More potently, it is an artifact of the massive saturation of the intellectual marketplace with published knowledge and academic performances of knowledge at conferences, workshops and events. We fear exposure of ignorance because in truth, most of us are ignorant.
The heuristics
that disciplines and old ways of processing the flow of information provide
to academics are on the verge of uselessness. The canon has no authority any
longer, and there is no compass to point the way towards what we ought to know.
No wonder some graduate professors rule their students like cruel eunuchs: they
no longer know how to reproduce their own practices and can only train others
through authoritarian mystifications and capricious dictates.
We have to embrace certain kinds of beautiful simplicities--one of which is to acknowledge the gloriously irreducible complexity of the human condition and meet it without the security blanket of well-manicured social theory and reflexive turns to our own epistemology, to write histories and sociologies and anthropologies that have the emotional intimacy and ambiguity of the best and richest fiction--and that are as seductive and engaging to read as those fictions. We have to be unashamed about speaking plainly, to feel that our deepest obligation involves being legible to our colleagues.
We should embrace
our teaching mission and slow the ceaseless overproduction of derivative, second-order
knowledge, of monographs or experiments whose only justification for being is
a tenure dossier and the hollow, insincere rhetoric of a whiggish mission to
add one more grain of sand to the pile of knowledge, a rhetoric that we spurn
at every other moment of our waking days.
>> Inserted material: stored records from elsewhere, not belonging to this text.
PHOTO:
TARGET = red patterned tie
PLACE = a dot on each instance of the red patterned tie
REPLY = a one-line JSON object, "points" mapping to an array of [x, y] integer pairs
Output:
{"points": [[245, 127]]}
We should ride the wave of information
in its wild state, embrace the strange attractors that lure us from one subject
to the next.
We should be more concerned with our quality of mind and less concerned with our production of scholarship, and place greater value by far on one good conversation about the nature of a good society than the publication of five journal articles. Thats how we get to a new academy humming with passion for ideas and a generosity of spirit, where academics treat each other with the same tender pedagogical regard that professors at a college like Swarthmore now reserve for their brightest undergraduates, where the excitement of discussion and debate replaces the damp silence that nestles over the academic calendar like a fog.